Trotzdem holt ihn die Vergangenheit immer wieder ein: „Ich schlafe kaum, träume davon und habe oft Kopfschmerzen.“ Obwohl er in seiner Heimat keine Schule besuchen konnte, spricht Zadran schon ein wenig Deutsch.

Schüler fragen, wie er denn seine Freizeit gestalte, daraufhin antwortet er: „Ich lerne Deutsch in einem Sprachkurs und arbeite im Garten.“ Auf die Frage eines Schülers, wie er sich seine berufliche Zukunft hier vorstelle, antwortet Zadran: „Ich wünsche mir, dass ich einen Führerschein machen kann, um als Taxi-Fahrer zu arbeiten. Später möchte ich eine Ausbildung zum Gärtner machen.“

Zukünftige Zusammenarbeit

Mahmood ist ein Asylbewerber aus Pakistan und wird wegen seiner Religion verfolgt und diskriminiert. Er gehört der Glaubensgemeinde Ahmadiyya an, einer gewaltfreien und friedvollen Religion. Außerdem litt er unter einer schweren Lebererkrankung, die in seiner Heimat nicht behandelt wurde. Mahmood war insgesamt sieben Jahre auf der Flucht und lebte in ständiger Ungewissheit. Zuerst hat er versucht, sich in Griechenland ein neues Leben aufzubauen, doch auch dort wurde er verfolgt und floh weiter nach Ungarn. Er berichtete, dass er dort sieben Monate im Gefängnis verbrachte und keine Behandlung für seine Krankheit bekam.
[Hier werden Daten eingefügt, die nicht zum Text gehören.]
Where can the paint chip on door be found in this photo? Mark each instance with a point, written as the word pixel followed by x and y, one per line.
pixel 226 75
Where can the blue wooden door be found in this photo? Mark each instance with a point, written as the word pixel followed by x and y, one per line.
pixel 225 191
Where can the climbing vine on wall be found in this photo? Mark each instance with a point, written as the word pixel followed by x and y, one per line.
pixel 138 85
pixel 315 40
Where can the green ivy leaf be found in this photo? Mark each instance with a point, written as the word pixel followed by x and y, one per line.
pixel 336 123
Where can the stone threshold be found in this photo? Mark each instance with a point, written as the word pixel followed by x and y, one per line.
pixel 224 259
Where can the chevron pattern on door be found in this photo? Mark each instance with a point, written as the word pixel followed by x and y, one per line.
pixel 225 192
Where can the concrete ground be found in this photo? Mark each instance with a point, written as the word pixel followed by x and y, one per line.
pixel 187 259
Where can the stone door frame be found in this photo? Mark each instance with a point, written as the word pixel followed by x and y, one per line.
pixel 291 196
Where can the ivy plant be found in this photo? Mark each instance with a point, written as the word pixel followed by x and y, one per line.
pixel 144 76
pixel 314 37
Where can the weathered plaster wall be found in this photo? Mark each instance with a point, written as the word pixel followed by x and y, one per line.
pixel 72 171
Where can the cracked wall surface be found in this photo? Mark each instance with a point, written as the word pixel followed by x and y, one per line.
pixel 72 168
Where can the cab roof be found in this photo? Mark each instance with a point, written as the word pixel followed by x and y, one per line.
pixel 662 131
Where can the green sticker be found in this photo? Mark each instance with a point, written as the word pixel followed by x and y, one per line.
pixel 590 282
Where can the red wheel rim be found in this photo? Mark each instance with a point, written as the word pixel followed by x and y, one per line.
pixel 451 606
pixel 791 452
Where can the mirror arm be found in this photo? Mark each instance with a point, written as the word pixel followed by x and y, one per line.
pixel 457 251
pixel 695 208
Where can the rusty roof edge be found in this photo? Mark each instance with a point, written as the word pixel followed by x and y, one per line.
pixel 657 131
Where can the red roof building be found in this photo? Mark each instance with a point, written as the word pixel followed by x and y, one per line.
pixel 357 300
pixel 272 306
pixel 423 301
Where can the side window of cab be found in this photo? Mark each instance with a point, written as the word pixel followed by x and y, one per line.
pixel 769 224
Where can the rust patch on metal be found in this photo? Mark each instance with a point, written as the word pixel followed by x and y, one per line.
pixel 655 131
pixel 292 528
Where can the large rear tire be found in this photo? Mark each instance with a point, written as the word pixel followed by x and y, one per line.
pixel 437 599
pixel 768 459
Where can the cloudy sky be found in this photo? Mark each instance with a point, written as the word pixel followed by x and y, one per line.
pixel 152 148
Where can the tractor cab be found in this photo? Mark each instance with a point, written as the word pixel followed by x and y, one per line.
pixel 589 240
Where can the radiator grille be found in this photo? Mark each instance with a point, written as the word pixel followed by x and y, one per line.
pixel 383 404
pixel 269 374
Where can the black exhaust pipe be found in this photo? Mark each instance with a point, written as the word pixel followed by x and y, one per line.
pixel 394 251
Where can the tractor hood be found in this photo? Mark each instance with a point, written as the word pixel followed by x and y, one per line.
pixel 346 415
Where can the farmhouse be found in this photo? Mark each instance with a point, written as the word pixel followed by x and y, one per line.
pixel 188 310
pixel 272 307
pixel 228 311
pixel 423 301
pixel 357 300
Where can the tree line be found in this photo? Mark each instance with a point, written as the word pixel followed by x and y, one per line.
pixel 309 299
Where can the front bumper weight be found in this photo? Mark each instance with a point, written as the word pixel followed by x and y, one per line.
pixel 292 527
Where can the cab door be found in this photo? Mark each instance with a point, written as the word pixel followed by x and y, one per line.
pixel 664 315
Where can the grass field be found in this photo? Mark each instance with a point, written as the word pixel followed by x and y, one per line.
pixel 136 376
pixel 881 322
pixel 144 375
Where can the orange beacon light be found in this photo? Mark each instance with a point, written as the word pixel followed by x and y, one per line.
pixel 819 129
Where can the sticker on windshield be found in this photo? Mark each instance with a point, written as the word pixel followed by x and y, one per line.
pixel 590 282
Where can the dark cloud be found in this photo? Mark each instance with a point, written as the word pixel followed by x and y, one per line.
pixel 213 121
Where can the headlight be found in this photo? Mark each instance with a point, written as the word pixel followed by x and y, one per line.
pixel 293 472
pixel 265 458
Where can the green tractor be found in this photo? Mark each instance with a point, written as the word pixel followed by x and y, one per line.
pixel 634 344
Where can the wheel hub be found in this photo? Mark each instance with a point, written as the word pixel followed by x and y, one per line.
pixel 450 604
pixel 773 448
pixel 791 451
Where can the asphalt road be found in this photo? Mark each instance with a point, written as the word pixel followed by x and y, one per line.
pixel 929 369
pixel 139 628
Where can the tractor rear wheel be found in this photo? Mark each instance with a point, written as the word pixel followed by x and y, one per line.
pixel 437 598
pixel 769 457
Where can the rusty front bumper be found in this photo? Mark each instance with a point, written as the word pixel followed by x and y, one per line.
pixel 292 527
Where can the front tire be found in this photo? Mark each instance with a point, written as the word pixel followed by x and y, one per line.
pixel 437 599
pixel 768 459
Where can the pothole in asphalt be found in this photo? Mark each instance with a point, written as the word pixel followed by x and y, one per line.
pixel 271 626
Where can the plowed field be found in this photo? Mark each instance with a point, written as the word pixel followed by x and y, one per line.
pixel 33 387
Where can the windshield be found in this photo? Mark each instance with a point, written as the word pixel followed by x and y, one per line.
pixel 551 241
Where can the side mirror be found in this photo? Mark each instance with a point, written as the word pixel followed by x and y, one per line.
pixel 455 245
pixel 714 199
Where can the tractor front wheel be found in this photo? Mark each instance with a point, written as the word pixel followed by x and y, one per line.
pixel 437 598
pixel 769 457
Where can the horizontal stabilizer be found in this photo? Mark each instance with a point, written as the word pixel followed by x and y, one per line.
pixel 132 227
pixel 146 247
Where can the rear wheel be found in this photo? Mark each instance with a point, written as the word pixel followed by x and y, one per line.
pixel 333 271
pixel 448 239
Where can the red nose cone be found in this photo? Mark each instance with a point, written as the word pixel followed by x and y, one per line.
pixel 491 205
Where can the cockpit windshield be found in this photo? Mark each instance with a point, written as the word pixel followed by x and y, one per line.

Als er dann weiter nach Deutschland geflohen ist, hat er mit Hilfe seiner Anwältin eine Behandlung bekommen. Seitdem hat er ein neues Lebensgefühl und erhofft sich in Deutschland ein Leben in Sicherheit. Regelmäßig trifft er sich mit Leuten, die der gleichen Glaubensrichtung angehören, um zusammen zu beten.

Der Besuch der Asylbewerber Mahmood und Zadran hat bei den Schülern viel Interesse geweckt. Auch die Lehrer möchten weiter über das Thema aufklären, um Vorurteile abzubauen. In der bevorstehenden Projektwoche ist ein Besuch des Asylbewerber-Heims in Niederbergheim geplant.